An analysis of 300 million United Kingdom Ministry of Transport test records, which tries to estimate the ‘health’ of every vehicle on UK roads between 2005 and 2022 and determine potential vehicle longevity (basically survival rates for different powertrains) has concluded that electric vehicles now match the lifespans of conventional counterparts and may even be more reliable.

This is in contrast to real-world data showing that early electric cars were far less reliable than combustion. It may be the generous government mandates and corporate subsidies that all taxpayers fund but the result is that they have demonstrated rapid improvement in reliability. Each year of production has seen a 12% lower likelihood of failure (hazard rate), compared to 6.7% for petrol and 1.9% for diesel vehicles. Obviously combustion engines have been common for over a century so they were already reliable.

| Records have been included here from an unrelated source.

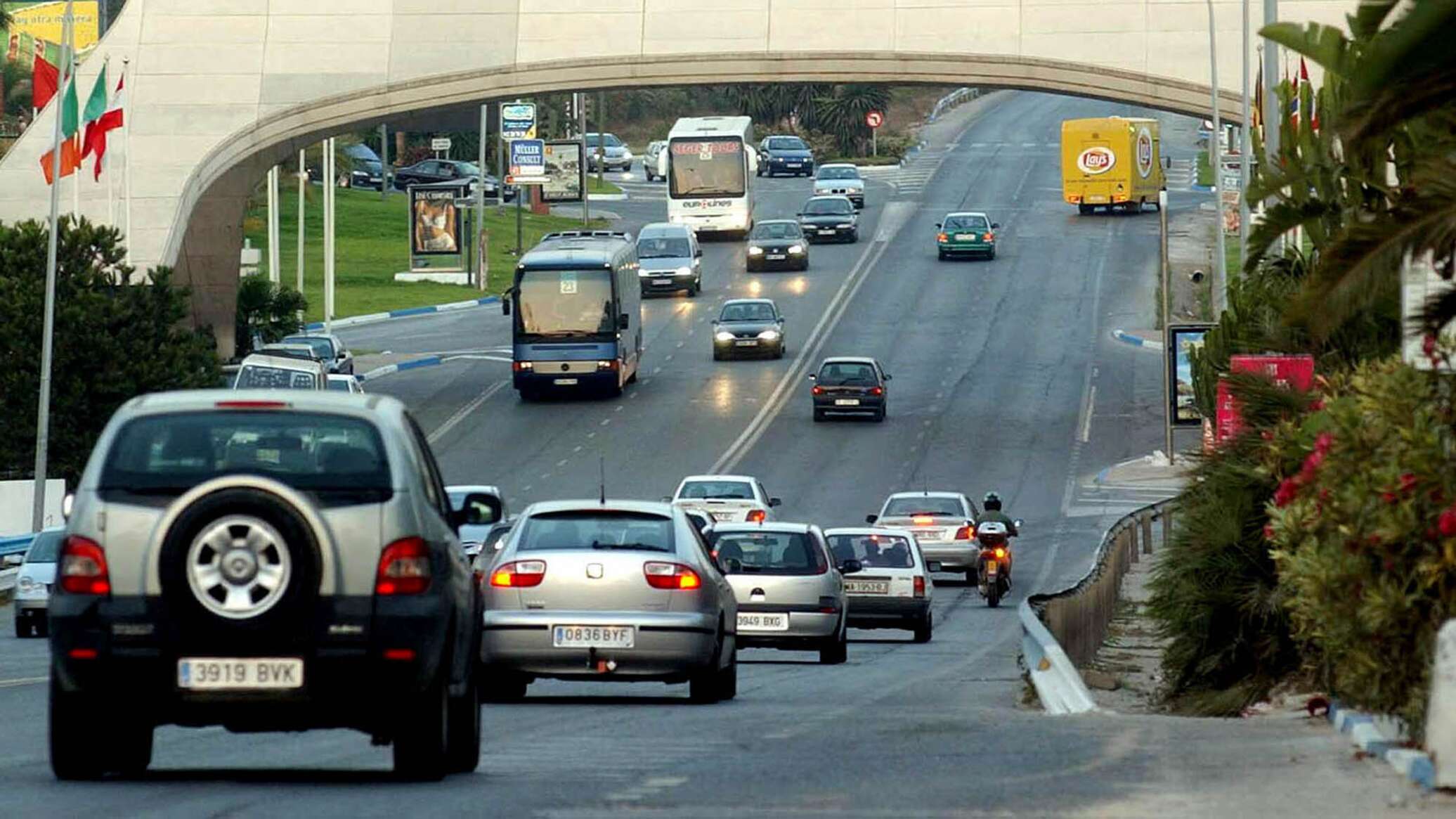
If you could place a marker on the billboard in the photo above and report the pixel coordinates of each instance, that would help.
(565, 172)
(38, 28)
(434, 221)
(1181, 342)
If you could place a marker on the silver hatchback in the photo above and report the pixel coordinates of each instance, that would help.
(612, 592)
(791, 593)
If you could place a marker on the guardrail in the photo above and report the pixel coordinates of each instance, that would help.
(1063, 630)
(951, 101)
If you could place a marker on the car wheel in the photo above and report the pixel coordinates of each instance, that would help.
(420, 741)
(74, 749)
(502, 687)
(836, 650)
(925, 628)
(463, 733)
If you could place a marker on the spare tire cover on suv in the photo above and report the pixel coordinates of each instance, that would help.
(240, 560)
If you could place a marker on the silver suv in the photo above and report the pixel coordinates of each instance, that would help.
(262, 562)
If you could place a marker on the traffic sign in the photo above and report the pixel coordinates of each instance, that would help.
(528, 162)
(519, 122)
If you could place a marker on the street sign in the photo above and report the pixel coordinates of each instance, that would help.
(528, 162)
(519, 122)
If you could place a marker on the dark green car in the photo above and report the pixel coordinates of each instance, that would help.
(966, 235)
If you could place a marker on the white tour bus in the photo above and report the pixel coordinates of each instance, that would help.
(710, 165)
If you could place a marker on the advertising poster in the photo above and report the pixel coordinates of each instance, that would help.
(38, 27)
(565, 172)
(1181, 342)
(434, 221)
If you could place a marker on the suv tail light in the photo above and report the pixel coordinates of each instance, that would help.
(670, 576)
(84, 567)
(519, 574)
(403, 567)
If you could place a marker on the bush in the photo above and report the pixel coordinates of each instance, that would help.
(115, 338)
(1365, 531)
(267, 311)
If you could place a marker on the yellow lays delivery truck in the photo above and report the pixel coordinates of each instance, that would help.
(1111, 162)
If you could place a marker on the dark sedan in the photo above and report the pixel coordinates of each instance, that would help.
(851, 385)
(749, 327)
(778, 244)
(785, 155)
(431, 171)
(831, 219)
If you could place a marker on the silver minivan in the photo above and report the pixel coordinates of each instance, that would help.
(672, 258)
(791, 593)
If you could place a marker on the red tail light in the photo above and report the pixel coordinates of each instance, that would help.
(521, 573)
(670, 576)
(84, 567)
(403, 567)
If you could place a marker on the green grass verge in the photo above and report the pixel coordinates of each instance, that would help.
(1204, 169)
(373, 245)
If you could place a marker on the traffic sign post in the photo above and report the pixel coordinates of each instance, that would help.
(874, 120)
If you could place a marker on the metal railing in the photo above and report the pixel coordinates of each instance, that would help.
(1079, 617)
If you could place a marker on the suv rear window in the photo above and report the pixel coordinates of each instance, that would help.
(590, 529)
(874, 551)
(308, 451)
(769, 553)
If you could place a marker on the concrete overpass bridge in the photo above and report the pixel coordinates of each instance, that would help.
(220, 91)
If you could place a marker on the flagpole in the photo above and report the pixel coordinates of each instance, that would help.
(126, 162)
(43, 415)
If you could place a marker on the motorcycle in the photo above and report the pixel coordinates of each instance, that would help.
(995, 560)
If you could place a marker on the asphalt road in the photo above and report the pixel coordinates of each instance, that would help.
(1005, 378)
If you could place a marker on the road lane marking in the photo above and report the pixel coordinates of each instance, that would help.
(895, 217)
(465, 411)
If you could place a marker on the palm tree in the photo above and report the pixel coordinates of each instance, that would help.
(1393, 108)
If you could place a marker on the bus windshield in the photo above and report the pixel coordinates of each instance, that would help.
(708, 168)
(565, 304)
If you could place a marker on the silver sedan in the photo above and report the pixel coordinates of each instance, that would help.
(790, 589)
(613, 592)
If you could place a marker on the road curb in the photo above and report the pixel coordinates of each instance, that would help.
(407, 312)
(1138, 340)
(1366, 735)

Regardless of their advocacy framing, powertrains are hard to mess up in all cars, they conclude electric cars now have a lifespan of 18.4 years and can travel up to 124,000 miles, surpassing traditional petrol cars in mileage.



Tesla leads the way

Tesla ranks first for longevity of electric cars while Audi and Skoda lead in gas and diesel.

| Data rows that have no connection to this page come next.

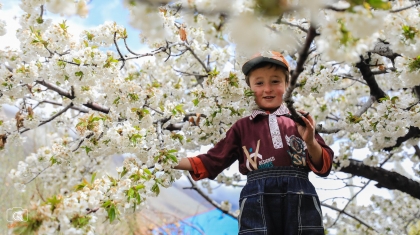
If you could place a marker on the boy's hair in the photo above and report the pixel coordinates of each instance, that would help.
(268, 65)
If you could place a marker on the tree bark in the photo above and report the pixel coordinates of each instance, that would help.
(386, 179)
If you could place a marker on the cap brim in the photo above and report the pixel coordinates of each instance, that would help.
(254, 62)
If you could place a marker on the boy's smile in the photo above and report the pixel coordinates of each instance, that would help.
(268, 85)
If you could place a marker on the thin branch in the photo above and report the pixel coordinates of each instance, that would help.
(294, 25)
(349, 215)
(417, 149)
(38, 174)
(405, 8)
(159, 50)
(60, 104)
(118, 49)
(128, 49)
(320, 129)
(354, 79)
(365, 106)
(51, 118)
(207, 198)
(83, 139)
(369, 77)
(303, 55)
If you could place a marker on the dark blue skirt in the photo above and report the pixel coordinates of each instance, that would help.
(279, 200)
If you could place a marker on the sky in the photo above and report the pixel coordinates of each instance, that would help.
(100, 12)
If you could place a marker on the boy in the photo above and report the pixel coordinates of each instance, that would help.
(275, 153)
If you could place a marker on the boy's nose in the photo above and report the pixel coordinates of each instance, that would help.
(268, 88)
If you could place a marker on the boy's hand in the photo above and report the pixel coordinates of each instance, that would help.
(307, 132)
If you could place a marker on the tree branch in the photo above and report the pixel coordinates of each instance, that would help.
(382, 48)
(386, 179)
(207, 198)
(51, 118)
(303, 55)
(369, 77)
(405, 8)
(349, 215)
(413, 132)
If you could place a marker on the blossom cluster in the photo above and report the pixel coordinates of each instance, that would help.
(188, 90)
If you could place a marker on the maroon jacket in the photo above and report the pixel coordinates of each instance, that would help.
(254, 133)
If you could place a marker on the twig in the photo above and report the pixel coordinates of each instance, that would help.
(38, 174)
(416, 147)
(118, 49)
(80, 143)
(51, 118)
(128, 49)
(405, 8)
(207, 198)
(198, 59)
(303, 55)
(365, 106)
(294, 25)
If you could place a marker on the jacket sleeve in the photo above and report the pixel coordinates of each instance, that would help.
(199, 171)
(223, 154)
(327, 157)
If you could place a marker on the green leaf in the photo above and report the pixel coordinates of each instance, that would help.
(53, 201)
(89, 35)
(172, 157)
(106, 204)
(147, 171)
(195, 102)
(63, 25)
(39, 20)
(53, 160)
(414, 65)
(116, 101)
(114, 181)
(124, 172)
(179, 109)
(140, 186)
(77, 61)
(87, 149)
(409, 32)
(79, 74)
(379, 4)
(112, 211)
(156, 189)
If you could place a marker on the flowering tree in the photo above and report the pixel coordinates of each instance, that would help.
(356, 70)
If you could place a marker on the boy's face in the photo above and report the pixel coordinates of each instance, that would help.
(268, 85)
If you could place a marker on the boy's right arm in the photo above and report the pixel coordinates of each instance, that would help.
(195, 166)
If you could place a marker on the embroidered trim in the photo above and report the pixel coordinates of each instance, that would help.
(275, 131)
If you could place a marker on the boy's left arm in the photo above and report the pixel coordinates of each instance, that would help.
(319, 154)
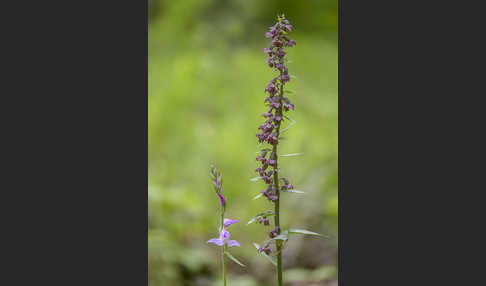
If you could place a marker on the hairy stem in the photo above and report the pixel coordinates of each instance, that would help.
(223, 248)
(276, 184)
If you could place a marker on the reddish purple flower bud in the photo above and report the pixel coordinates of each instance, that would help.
(272, 163)
(276, 118)
(274, 232)
(270, 88)
(268, 180)
(276, 42)
(221, 200)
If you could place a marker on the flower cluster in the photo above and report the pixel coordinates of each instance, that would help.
(224, 235)
(218, 184)
(276, 102)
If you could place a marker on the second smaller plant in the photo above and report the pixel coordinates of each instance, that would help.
(224, 236)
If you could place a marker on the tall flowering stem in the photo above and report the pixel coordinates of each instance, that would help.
(270, 130)
(224, 236)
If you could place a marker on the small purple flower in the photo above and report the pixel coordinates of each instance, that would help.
(285, 78)
(274, 232)
(223, 238)
(227, 222)
(221, 199)
(270, 88)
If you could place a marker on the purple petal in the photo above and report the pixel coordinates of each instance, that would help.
(227, 222)
(221, 199)
(233, 243)
(216, 241)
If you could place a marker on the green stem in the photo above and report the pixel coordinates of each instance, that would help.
(223, 260)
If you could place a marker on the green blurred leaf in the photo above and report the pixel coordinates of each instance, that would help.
(258, 196)
(291, 124)
(291, 155)
(265, 213)
(234, 259)
(293, 191)
(284, 236)
(270, 258)
(303, 231)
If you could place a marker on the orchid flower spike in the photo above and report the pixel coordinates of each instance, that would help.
(224, 238)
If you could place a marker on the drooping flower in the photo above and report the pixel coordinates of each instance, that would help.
(224, 238)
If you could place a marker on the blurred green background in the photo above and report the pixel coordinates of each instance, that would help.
(206, 80)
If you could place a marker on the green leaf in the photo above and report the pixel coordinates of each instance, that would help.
(291, 155)
(293, 191)
(284, 236)
(258, 196)
(270, 258)
(291, 124)
(265, 213)
(303, 231)
(234, 259)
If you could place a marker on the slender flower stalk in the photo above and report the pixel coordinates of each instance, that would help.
(270, 133)
(270, 130)
(224, 236)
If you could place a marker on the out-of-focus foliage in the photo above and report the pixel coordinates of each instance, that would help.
(206, 80)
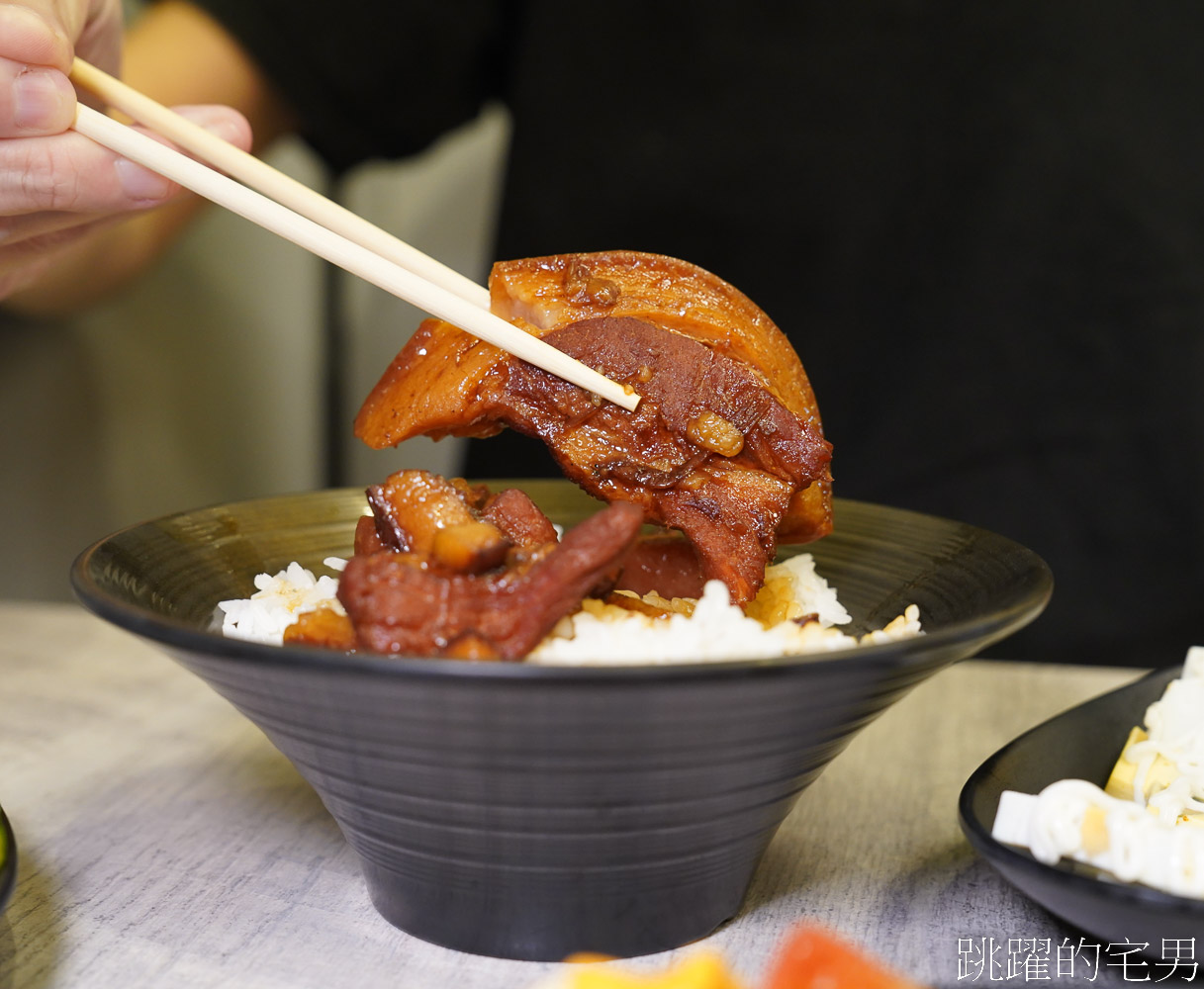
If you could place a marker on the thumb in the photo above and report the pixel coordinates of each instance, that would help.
(35, 100)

If progress continues and government subsidizes more - Norway pays you up to $27,000 to buy an electric car, because it's more lucrative to export their oil than use it - they won't just be a niche option for the wealthy. The only concern will be range and charging time, especially in cold weather. 

If more countries begin to switch to nuclear, or at least rich ones let the 2,000,000,000 billion poor people still burning wood and dung for fuel in homes get clean coal, electricity won't be a negative for the environment, as it is now due to conventional sources needed to generate it.

With nuclear, the higher emissions from making electric cars can be offset

Trillions of dollars spent for solar and wind have shown that they are not reliable enough. They have reduced conventional energy by 0.1% after 15 years of mandates and subsidies. The US government looks to be ending its 30-year moratorium on nuclear, which will allow technological prowess to quickly roll out 4th generation nuclear that has no risk and great benefit.

If electricity is affordable, politicians won't have to force consumers into buying electric cars and companies into making them. Affordable electricity, along with reliability, will make new charging stations worthwhile and the private sector will build them.

Then entire fleets can be replaced as they reach the end of their lives.